"Let the Risen Christ ‘dayspring’ our current ‘dimness,’" Bishop's message

The Jesuit poet, Gerard Manley Hopkins, in his poem, “The Wreck of the Deutschland,” poetically captures the tragic sinking of a boat, the Deutschland, among whose passengers were five Franciscan Sisters. Facing suffering, the Sisters pray that Christ “be a dayspring to the dimness of us.” Dayspring is a biblical reference to Christ the Light. These days “dimness” is very prominent due to the consequences of the coronavirus on us personally and in society. We have never before faced anything like this darkness.

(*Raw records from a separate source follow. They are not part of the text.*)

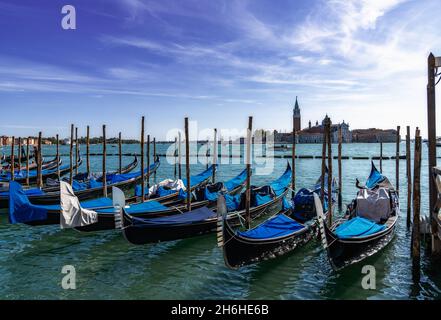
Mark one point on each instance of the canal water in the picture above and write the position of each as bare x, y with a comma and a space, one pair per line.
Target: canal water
31, 258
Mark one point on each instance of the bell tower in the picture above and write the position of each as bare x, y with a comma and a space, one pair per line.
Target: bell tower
297, 118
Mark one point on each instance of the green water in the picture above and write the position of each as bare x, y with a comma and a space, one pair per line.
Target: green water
108, 267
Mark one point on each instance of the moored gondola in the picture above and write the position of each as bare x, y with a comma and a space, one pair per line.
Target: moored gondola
294, 226
266, 200
368, 226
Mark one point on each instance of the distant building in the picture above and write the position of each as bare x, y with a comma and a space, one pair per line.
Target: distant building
374, 135
315, 134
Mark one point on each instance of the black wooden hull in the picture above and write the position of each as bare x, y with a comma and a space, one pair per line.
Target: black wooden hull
107, 221
343, 253
240, 251
144, 234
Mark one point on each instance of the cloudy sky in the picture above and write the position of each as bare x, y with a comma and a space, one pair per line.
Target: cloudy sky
215, 61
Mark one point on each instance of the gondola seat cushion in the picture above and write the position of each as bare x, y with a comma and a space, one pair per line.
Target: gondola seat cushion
374, 205
278, 226
358, 227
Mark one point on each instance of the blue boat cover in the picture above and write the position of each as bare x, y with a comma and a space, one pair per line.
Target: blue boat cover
195, 216
20, 209
89, 204
194, 180
230, 185
279, 186
358, 227
278, 226
374, 178
233, 202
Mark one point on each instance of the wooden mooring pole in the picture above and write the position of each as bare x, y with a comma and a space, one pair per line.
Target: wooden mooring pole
328, 129
88, 151
248, 159
39, 163
187, 164
27, 162
76, 151
142, 159
293, 157
104, 162
13, 159
148, 162
120, 152
397, 160
215, 148
381, 155
431, 126
57, 137
409, 178
19, 154
323, 175
340, 172
72, 128
416, 201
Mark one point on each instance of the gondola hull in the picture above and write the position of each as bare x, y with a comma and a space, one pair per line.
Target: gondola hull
240, 251
150, 233
342, 253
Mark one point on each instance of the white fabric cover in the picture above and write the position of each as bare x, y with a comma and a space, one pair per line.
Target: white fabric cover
374, 204
72, 215
175, 185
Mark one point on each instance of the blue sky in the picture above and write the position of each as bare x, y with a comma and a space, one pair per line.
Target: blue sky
215, 61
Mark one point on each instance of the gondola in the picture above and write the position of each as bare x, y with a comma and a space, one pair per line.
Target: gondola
294, 226
203, 196
368, 226
49, 173
24, 157
84, 191
82, 177
265, 200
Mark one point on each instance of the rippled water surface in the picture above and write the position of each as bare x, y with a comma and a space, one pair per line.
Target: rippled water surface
108, 267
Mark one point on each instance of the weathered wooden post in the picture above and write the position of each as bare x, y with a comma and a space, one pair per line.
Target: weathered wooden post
88, 151
180, 156
397, 160
187, 164
416, 202
409, 178
293, 157
381, 155
76, 150
19, 154
176, 157
57, 138
431, 125
340, 172
248, 159
148, 162
154, 158
39, 163
328, 128
27, 162
104, 162
71, 154
323, 175
215, 148
142, 159
13, 159
120, 152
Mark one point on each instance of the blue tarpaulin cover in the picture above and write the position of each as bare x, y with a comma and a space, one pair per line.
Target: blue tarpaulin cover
194, 180
20, 209
278, 226
194, 216
374, 178
358, 227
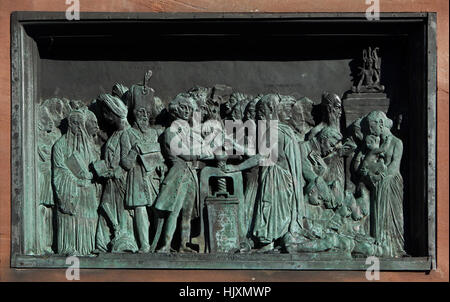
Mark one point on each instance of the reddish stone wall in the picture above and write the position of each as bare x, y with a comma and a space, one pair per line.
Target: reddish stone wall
439, 6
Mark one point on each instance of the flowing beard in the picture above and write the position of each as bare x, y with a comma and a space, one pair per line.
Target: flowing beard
143, 124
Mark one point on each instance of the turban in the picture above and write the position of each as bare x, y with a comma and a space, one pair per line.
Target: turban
114, 104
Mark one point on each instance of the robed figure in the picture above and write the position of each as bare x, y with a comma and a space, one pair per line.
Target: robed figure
75, 192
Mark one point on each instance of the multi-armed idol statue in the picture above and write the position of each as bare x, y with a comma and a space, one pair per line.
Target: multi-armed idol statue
219, 171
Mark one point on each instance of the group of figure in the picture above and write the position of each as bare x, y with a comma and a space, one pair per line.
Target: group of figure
101, 188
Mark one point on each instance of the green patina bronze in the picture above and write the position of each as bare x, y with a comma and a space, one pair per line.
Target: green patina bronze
294, 187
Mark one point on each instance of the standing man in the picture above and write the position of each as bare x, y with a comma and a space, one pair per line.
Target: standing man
179, 191
141, 157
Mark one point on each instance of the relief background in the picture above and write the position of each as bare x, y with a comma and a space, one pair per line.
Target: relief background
6, 7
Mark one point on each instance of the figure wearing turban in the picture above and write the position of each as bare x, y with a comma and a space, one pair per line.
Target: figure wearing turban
76, 195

During the Easter Vigil in our Cathedral as the cantor chanted the Exsúltet, I looked at our small group who formed a circle around the Paschal Candle while maintaining “safe” distance from each other. Including myself, holding a lit candle, were the three priests concelebrants, a religious brother who was the lector, a musician and off camera two “tech” guys. I saw “dimness” in their faces. It was all so strange and un-precedented the manner we were celebrating the Easter Vigil on The Night of all nights.

There was no roaring fire lighting up the darkness of the night that saw Jesus rise to life; there were no trumpets to herald that He is Risen; there were no faithful, neither outside the Cathedral to begin the vigil nor inside for the liturgy.

The cantor sang The Easter Proclamation (Exsúltet) which praises the significance of that most holy night which saw Christ rising from the dead to life. We heard its invitation to “Rejoice,” to “Be glad,” to “Sound aloud our mighty King’s triumph” in response to the Lord’s Resurrection from the tomb. Then, repeated five times the reference to “This is the night,” “O truly blest night” “To ransom a slave you gave away your Son!” His dying and rising “dispels wickedness; washes faults away; restores innocence to the fallen, and joy to mourners.” Yet, none of that was evident in the faces of our small group at that Easter Vigil. A Holy Week filled with darkness concluded with an Easter filled with the same.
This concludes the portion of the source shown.